Before the market opened Tuesday, management at the Fort Myers-based women’s retailer said the company expects to remain profitable in the second half of the year. Shares jumped 13 percent on the news in early morning trading.
By the end of the day, shares settled back down a bit, closing up 11 cents Tuesday at $5.09 on the New York Stock Exchange.
The news wasn’t all good.
Like other retailers, Chico’s has struggled to make sales in a tough economy.
On Tuesday, the company reported a more than 80 percent drop in its profits for the second quarter.
Net income for the second quarter was $6.7 million, or 4 cents a share, down from $38.7 million, or 22 cents a share a year ago.
Net sales for the quarter dropped 7.1 percent to $405.2 million, from $436 million a year ago.
The results beat Wall Street estimates. On average, analysts expected profits of 3 cents on sales of $405.29 million.
Comparable store sales fell 15.9 percent in the 13 weeks ending Aug. 2.
In a conference call Tuesday morning, Scott Edmonds, the company’s chairman, president and CEO, called the results “disappointing.”
He attributed the lower profits mainly to lower than anticipated sales and higher markdowns made to drive sales and reduce inventories.
The company has three brands: Chico’s, White House/Black Market and its newer Soma Intimates, which sells bras, panties and “shapewear.”
Same-store sales, or sales made at stores open for at least a year, fell 19 percent for the Chico’s brand and about 12 percent for White House/Black Market in the quarter.
Edmonds said he still expects the company to be profitable in the second half of the year as it works to cut expenses, limit new investments in stores and better manage inventories. The amount of merchandise on the floor has far exceeded demand, forcing the company to offer deeper discounts.
Comparable store sales for the fall season are expected to remain negative. This month they are down 10.7 percent.
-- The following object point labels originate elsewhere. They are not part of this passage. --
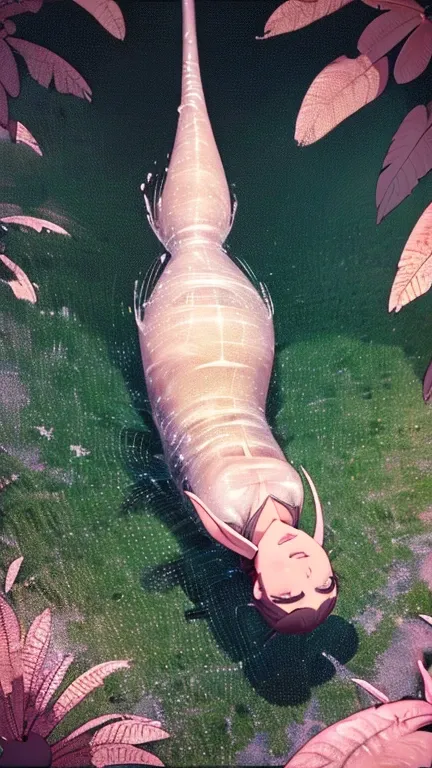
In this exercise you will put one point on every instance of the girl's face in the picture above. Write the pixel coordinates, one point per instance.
(294, 569)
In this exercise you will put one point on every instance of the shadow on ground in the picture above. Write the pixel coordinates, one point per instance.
(281, 670)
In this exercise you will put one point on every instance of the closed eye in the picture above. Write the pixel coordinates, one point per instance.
(330, 588)
(286, 600)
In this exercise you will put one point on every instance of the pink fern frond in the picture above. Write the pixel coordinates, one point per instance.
(12, 573)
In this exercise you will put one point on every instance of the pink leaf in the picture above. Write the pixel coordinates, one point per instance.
(44, 65)
(361, 740)
(82, 736)
(412, 751)
(407, 160)
(415, 54)
(394, 5)
(342, 88)
(10, 647)
(11, 682)
(75, 693)
(122, 755)
(4, 109)
(427, 387)
(35, 649)
(21, 286)
(20, 6)
(12, 573)
(372, 690)
(77, 759)
(386, 31)
(8, 70)
(128, 732)
(21, 135)
(296, 14)
(47, 683)
(414, 273)
(427, 681)
(34, 223)
(108, 14)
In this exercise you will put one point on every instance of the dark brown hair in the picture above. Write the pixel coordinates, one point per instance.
(298, 622)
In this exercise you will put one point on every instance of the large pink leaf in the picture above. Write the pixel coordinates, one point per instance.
(20, 6)
(107, 13)
(20, 284)
(427, 681)
(12, 573)
(414, 274)
(34, 223)
(412, 751)
(4, 109)
(360, 740)
(21, 135)
(128, 732)
(10, 647)
(415, 54)
(118, 754)
(394, 5)
(342, 88)
(81, 737)
(47, 684)
(8, 70)
(427, 384)
(44, 65)
(296, 14)
(11, 682)
(386, 31)
(35, 650)
(407, 160)
(75, 693)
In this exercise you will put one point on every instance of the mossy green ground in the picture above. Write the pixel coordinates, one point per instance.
(345, 401)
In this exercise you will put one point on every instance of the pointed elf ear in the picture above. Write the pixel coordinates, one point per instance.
(222, 532)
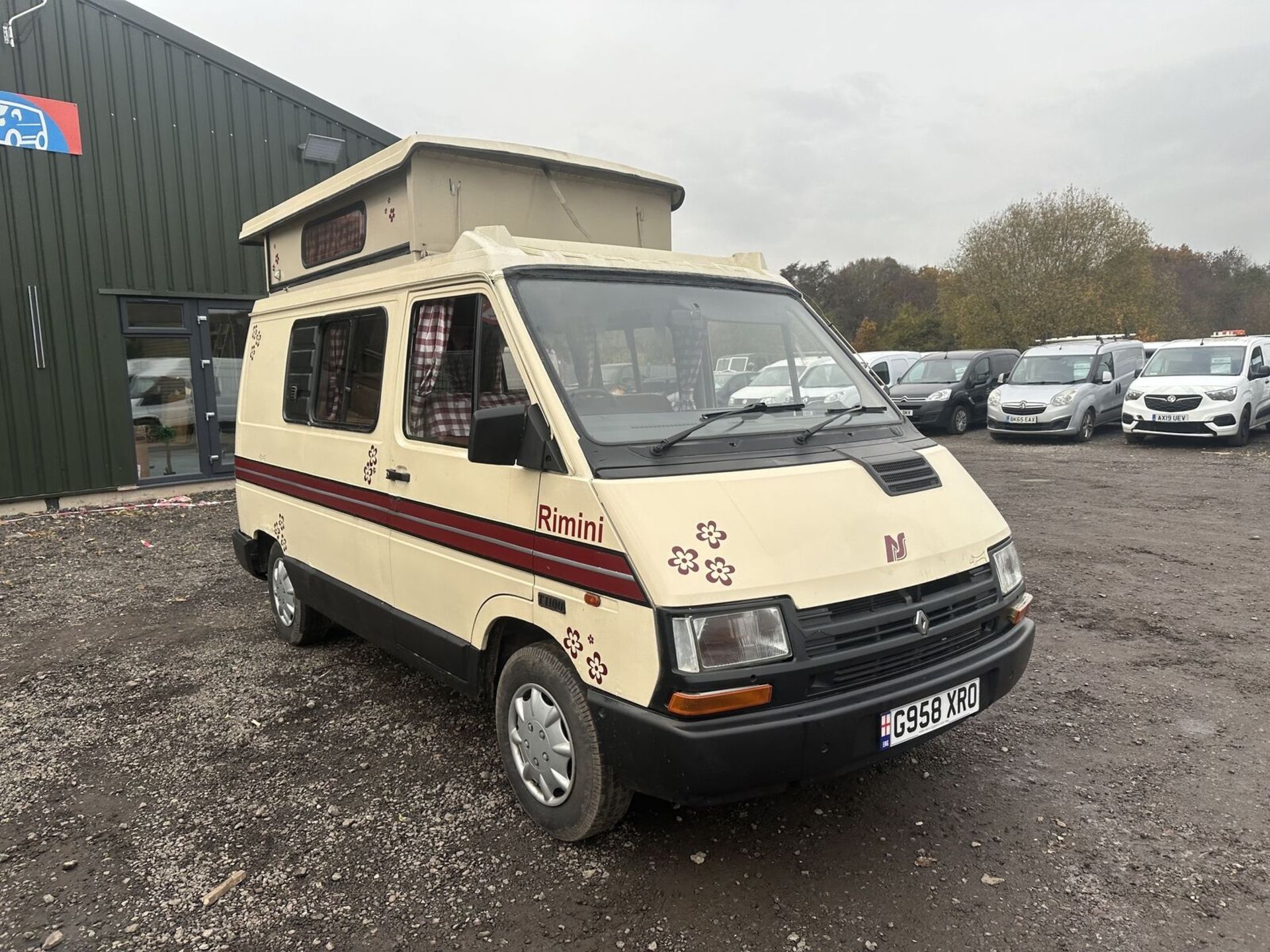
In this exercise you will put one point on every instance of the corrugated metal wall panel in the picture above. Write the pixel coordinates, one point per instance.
(182, 143)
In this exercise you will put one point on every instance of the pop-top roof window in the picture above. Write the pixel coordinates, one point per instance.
(335, 237)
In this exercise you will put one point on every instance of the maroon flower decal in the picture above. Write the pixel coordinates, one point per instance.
(710, 534)
(596, 668)
(685, 560)
(719, 571)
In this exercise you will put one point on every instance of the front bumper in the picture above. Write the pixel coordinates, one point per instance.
(740, 756)
(1052, 422)
(1208, 420)
(926, 414)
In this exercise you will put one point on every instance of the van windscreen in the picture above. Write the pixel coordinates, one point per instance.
(666, 337)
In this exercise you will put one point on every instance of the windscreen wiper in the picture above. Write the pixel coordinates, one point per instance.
(835, 415)
(759, 407)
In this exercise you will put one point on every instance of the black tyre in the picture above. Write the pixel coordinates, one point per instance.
(1241, 437)
(549, 746)
(295, 622)
(1086, 432)
(959, 422)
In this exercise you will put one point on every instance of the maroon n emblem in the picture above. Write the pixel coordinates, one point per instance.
(896, 547)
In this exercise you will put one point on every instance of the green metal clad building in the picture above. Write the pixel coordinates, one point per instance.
(131, 151)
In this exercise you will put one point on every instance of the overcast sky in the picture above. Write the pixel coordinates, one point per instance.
(831, 130)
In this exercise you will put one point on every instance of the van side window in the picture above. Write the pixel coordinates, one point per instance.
(335, 371)
(444, 372)
(302, 360)
(351, 371)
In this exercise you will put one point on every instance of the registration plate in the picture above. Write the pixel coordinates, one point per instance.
(912, 720)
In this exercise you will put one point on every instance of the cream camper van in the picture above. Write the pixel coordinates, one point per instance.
(657, 592)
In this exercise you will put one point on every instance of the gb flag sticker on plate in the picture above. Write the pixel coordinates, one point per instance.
(917, 717)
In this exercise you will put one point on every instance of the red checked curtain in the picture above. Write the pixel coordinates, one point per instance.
(427, 352)
(690, 350)
(335, 357)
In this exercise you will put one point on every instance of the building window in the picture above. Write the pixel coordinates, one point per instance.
(154, 315)
(334, 237)
(444, 375)
(335, 371)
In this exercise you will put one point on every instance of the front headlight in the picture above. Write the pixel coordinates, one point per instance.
(713, 641)
(1064, 397)
(1007, 568)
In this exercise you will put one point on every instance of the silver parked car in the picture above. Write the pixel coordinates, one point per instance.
(1066, 387)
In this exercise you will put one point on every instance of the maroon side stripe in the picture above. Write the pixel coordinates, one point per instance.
(599, 571)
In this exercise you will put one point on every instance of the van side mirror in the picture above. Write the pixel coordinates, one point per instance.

“The retail environment continues to be challenging as customers remain increasingly cautious in their spending across the entire retail sector, especially in the miss category,” Edmonds said.
Brand sales for Chico’s and Soma were down 10.2 percent to $277.3 million in the second quarter, excluding direct sales to consumers. Meanwhile, sales for White House/Black Market increased 3.6 percent to $114.1 million.
Direct sales to consumers dropped by 19.3 percent to $13.8 million in the quarter.
In early spring, the company conducted research with focus groups to see where it might be falling short. Merchandising is being repositioned for the second half of the year based on those findings, and initial reads on the fall offerings have been good, Edmonds said.
This month, Chico’s relaunched its Travelers Collection with a direct mail campaign. The company is also putting more emphasis on its jacket business, Edmonds said.
In the second quarter, Chico’s opened 20 new stores, closed one store, and relocated or expanded seven stores.
The company expects to open seven to nine new stores in the third quarter. In the fourth quarter, it doesn’t anticipate opening any new stores and will close another seven to nine.
All of the Chico’s brands continue to lure new customers. The company gained 602,162 new customers in the second quarter, Edmonds said.
Kent Kleeberger, the company’s chief financial officer, said the Chico’s FAS team is following the right track to remain profitable.
He said the No. 1 question from investors is when Chico’s FAS might see a significant jump in its sales. That’s a question the company can’t answer just yet, Kleeberger said.
The focus now is on “cash conservation,” he said. The company has $278 million in cash and marketable securities.
“... Right now we have to play defense,” Kleeberger said.